Entro facilmente in quello che era il giardino sul retro dell’asilo. Con il tempo sono cresciuti molti alberi che di fatto l’hanno trasformato in un piccolo bosco. Camminando tra il fogliame, mi imbatto in una fontana in cemento con tre vasche sovrapposte; alle sue spalle intravedo l’edificio in mezzo alla vegetazione. Una porta finestra aperta mi conduce direttamente nel locale più suggestivo di questo luogo, ossia l’aula con i piccoli banchi coperti di vecchi giocattoli, la “cattedra” e le pareti rivestite in legno ormai marcio. I giocattoli risalgono probabilmente alla fine degli anni settanta, con i classici pupazzi in gomma dura, i peluche consunti e le letterine magnetiche con cui anch’io giocavo da bambino.

Proseguendo, trovo un paio di stanze vuote. In una, con un camino, il soffitto minaccia di crollare: le macerie cadute coprono altri giocattoli sparsi sul pavimento. Seguendo il corridoio raggiungo l’ingresso frontale dell’asilo, dove alcune targhe commemorative in marmo riportano i nomi dei benefattori che contribuirono alla realizzazione dell’asilo. C’è una scala che conduce al piano superiore ma prima di salire decido di completare l’esplorazione del piano terra ed entro quindi nel bagno. L’ingresso in realtà porta ad un antibagno/locale spogliatoio dove ad una parete è appoggiato un lungo e basso attaccapanni pensato per i bambini; ogni gancio è contrassegnato con un piccolo adesivo personalizzato. Su una mensola giace una bottiglia impolverata di acqua ossigenata, con un’etichetta dell’ospedale di zona e una data scritta a penna: 24 gennaio 1984. Nella stanza da bagno vera e propria ci sono due lavandini bassi, una tazza normale più due molto più piccole e dalla forma concava, pensate per i bambini.

L’ultimo locale che trovo al piano terra è una piccola cucina. Su un mobiletto con le ruote riposa un vecchio televisore a tubo catodico, una fotografia di Papa Giovanni Paolo II, una vecchia chiave arrugginita, un santino attaccato al muro.
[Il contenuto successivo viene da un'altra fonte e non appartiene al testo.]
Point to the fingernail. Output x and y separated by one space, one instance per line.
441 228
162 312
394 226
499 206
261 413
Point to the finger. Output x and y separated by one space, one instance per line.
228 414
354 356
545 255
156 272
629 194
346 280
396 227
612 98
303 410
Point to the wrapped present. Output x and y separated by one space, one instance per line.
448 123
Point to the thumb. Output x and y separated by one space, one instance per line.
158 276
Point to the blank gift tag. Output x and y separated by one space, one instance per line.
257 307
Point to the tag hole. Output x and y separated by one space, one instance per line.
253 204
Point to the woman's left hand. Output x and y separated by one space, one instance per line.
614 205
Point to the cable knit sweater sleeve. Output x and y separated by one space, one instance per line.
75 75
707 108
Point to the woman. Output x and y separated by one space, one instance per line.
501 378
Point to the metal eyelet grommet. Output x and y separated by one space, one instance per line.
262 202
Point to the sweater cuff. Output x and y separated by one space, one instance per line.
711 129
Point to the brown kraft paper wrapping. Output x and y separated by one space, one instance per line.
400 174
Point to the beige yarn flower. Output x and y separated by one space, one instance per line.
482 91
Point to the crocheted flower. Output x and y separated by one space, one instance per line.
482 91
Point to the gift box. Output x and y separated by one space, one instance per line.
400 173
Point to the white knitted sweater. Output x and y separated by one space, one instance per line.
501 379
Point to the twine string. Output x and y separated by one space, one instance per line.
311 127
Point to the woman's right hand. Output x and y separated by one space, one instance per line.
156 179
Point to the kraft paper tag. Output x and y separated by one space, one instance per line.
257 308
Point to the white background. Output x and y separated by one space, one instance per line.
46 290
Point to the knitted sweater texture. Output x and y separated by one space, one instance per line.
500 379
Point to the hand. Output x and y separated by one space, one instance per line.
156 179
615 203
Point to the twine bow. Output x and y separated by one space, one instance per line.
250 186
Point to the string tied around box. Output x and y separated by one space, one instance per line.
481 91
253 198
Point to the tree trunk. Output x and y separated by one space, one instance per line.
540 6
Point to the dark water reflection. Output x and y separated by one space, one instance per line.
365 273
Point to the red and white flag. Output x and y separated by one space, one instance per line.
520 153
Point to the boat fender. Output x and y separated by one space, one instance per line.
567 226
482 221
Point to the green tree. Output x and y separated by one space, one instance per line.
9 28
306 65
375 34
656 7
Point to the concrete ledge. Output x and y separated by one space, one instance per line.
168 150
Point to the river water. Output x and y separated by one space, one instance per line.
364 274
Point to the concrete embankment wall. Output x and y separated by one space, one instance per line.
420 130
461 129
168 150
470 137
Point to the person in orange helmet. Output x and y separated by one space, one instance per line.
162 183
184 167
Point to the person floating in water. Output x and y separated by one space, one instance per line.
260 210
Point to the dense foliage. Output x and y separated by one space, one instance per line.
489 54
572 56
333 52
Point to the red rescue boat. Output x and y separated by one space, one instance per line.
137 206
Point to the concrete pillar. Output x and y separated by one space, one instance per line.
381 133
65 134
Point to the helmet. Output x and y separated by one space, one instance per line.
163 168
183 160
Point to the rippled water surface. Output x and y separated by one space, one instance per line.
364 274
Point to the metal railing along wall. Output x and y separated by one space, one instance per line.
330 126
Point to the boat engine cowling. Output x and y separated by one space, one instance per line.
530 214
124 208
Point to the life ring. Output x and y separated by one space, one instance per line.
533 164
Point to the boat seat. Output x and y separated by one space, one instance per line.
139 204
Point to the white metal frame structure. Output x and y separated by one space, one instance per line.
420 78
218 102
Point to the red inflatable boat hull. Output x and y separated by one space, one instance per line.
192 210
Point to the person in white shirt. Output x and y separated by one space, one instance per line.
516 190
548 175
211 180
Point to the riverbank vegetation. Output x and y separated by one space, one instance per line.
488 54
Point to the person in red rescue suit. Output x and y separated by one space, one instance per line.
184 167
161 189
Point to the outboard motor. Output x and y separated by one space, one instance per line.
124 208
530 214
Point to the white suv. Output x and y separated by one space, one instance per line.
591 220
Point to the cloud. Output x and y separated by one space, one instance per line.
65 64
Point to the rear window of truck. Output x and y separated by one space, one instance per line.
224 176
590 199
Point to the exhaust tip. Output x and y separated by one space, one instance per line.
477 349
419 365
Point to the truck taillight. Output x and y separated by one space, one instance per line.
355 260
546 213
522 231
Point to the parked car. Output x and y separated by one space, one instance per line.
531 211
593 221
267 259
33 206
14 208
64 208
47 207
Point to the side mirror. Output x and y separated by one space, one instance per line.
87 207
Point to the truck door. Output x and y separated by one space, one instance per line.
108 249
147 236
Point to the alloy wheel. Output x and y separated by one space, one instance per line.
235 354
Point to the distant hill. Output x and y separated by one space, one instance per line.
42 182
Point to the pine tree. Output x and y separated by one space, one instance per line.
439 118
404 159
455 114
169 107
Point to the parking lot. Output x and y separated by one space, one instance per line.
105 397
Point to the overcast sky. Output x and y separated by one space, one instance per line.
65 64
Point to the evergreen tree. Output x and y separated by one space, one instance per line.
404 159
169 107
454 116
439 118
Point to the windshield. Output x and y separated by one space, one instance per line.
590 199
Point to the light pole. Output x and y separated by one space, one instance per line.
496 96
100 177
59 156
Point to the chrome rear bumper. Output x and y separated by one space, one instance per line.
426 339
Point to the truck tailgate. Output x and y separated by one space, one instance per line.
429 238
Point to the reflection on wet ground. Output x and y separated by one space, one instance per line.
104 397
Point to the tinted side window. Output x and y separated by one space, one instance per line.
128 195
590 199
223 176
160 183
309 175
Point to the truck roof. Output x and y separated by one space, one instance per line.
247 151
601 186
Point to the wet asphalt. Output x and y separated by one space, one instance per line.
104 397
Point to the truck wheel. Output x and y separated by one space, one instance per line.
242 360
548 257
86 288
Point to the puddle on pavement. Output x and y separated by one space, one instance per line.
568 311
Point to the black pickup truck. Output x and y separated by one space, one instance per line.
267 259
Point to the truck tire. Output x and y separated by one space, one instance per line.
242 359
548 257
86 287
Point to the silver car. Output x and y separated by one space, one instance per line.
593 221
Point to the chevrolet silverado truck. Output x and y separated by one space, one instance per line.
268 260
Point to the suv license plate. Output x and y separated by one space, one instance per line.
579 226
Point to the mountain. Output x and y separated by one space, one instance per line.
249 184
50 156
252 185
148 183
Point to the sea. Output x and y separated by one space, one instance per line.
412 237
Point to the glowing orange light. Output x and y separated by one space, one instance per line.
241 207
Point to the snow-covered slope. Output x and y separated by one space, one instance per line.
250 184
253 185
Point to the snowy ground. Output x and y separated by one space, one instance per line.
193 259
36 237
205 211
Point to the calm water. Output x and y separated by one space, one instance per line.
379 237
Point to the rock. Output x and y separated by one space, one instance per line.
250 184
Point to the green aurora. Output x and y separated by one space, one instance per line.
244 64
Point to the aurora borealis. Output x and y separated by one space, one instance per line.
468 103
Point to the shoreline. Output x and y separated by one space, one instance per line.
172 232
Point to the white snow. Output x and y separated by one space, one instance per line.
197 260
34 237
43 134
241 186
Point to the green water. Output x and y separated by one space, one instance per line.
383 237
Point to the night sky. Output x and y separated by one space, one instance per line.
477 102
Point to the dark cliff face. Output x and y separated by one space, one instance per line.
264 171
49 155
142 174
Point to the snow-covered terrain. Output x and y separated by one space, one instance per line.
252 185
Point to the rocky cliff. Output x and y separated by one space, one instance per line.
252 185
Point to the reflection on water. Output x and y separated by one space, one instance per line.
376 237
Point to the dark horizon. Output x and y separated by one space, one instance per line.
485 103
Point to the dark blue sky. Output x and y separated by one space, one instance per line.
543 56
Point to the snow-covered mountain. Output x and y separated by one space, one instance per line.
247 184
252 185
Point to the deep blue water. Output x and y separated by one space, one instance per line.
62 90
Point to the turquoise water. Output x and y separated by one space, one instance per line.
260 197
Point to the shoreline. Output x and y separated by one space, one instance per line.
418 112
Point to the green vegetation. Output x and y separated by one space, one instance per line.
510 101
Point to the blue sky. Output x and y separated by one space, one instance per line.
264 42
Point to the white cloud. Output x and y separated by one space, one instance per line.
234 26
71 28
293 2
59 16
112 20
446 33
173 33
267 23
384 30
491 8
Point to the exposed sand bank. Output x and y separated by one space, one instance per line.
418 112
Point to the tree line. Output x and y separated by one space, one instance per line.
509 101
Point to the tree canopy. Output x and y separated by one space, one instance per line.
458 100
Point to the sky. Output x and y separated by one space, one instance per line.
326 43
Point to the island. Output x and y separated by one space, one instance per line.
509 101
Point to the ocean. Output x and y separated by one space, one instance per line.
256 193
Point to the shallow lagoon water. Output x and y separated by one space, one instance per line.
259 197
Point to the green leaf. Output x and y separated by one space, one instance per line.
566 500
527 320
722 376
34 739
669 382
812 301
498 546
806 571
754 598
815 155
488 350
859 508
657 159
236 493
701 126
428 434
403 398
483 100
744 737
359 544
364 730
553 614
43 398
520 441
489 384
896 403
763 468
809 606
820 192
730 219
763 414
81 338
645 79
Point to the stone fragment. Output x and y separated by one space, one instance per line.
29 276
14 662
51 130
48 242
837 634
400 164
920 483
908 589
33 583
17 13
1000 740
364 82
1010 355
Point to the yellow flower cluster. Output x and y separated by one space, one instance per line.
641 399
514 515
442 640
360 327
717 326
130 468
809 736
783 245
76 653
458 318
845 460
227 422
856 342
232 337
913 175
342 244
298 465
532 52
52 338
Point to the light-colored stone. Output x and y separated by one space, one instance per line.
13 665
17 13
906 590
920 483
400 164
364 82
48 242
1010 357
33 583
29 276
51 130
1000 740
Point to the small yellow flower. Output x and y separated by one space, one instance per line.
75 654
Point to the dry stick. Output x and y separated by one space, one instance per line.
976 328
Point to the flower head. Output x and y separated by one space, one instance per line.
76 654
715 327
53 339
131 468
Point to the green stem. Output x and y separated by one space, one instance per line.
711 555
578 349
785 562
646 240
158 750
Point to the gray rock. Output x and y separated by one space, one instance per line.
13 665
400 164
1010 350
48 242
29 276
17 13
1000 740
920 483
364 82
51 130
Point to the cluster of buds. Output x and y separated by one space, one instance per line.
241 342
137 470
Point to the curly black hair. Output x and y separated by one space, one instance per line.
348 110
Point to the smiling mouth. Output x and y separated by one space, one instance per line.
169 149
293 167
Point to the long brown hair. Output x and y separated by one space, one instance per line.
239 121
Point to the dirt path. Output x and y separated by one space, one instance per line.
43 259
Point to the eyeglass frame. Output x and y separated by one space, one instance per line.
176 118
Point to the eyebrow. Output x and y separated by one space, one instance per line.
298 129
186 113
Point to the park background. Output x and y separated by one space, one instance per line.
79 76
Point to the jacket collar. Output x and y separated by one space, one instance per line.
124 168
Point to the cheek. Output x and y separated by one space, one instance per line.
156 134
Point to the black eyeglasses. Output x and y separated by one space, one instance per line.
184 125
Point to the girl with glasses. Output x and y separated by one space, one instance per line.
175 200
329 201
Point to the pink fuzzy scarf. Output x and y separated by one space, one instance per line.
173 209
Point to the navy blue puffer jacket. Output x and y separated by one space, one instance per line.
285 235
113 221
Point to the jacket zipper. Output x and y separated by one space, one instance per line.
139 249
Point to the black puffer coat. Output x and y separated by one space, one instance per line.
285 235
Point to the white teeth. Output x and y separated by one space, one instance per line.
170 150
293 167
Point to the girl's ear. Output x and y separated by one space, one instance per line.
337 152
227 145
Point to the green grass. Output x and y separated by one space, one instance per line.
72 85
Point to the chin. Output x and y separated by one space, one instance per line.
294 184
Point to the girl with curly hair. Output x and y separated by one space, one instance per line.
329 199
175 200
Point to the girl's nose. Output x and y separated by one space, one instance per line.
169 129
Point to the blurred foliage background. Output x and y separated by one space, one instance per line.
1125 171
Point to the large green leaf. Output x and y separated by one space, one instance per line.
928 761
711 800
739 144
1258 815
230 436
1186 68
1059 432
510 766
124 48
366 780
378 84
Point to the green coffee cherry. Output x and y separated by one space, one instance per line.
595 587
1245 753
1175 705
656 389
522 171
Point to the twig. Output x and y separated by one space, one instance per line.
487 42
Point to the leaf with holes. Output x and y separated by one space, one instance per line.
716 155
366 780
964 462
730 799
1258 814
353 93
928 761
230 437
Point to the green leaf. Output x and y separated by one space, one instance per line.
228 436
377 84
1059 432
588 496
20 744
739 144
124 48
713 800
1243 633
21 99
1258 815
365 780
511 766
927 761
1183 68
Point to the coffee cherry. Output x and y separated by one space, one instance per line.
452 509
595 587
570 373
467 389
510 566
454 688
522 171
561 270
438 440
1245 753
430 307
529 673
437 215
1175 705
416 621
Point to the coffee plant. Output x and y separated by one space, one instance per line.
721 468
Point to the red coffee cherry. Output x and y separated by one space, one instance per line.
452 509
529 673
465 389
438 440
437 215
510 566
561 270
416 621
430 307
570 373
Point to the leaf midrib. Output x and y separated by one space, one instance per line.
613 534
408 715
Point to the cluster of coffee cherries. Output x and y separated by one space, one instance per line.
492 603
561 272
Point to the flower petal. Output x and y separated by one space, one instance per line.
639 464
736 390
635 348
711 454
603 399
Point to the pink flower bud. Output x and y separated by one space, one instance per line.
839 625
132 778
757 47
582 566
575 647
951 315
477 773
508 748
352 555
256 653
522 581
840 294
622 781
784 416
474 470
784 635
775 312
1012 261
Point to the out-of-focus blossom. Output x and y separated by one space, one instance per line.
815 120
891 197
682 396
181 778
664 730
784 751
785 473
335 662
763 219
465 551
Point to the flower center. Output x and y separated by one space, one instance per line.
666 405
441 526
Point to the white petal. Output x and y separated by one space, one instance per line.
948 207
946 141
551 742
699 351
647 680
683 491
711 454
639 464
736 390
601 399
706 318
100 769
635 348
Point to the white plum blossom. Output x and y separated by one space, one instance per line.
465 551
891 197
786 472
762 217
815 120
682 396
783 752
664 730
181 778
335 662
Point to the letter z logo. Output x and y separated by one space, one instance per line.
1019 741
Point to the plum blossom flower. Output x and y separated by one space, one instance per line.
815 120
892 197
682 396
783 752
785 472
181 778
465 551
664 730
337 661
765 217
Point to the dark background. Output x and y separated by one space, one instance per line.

Si respira proprio l’atmosfera che ci si può aspettare di trovare in questo luogo, voci di maestre, mamme e bambini nella spensieratezza di quegli anni.

Salgo le scale e noto come il tetto sia crollato in più punti, riempiendo di cumuli di macerie il corridoio principale. Riesco a vedere un piccolo salotto con tavolo e divano e una piccola camera con un letto.  Alla mia sinistra posso vedere attraverso le stanze e le finestre, le abitazioni abitate che stanno proprio di fronte all’asilo e da cui sento provenire voci e rumori in maniera molto nitida e vicina. Provo a camminare sulle macerie ma mi rendo conto che faccio troppo rumore. Nel silenzio totale del paesino che si risveglia il rumore di tegole e calcinacci calpestati riecheggiante nei locali vuoti non credo non verrebbe notato, quindi decido di rinunciare ad esplorare le stanze in fondo al corridoio.

Scendo nuovamente ed esco in giardino perché il sole si sta alzando, creando dei bei giochi di luce dietro alla terrazza colonnata che si affaccia sul verde. Approfitto della maggiore luce per fare ancora qualche foto nell’aula coi banchi; osservo altri dettagli come una bilancia arrugginita, adesivi e figurine attaccati alle pareti in legno e ricoperti da ragnatele e briciole di intonaco.

Esco per un’ultima volta in giardino e attraversandolo verso l’uscita mi imbatto in un paio di altalene semi arrugginite e parzialmente inglobate dall’edera strisciante.

Conclusioni

Un luogo piuttosto piccolo, ma che mi è piaciuto per la ricchezza di dettagli e per l’assenza di vandalismi. Forse qualcosa è stato asportato o spostato nel tempo, ma ho trovato una situazione tutto sommato autentica. Dopo la mia visita ho visto girare diverse foto quindi non mi stupirei che la situazione possa essere cambiata – e peggiorata.

Le foto qui presenti risalgono a Marzo 2023.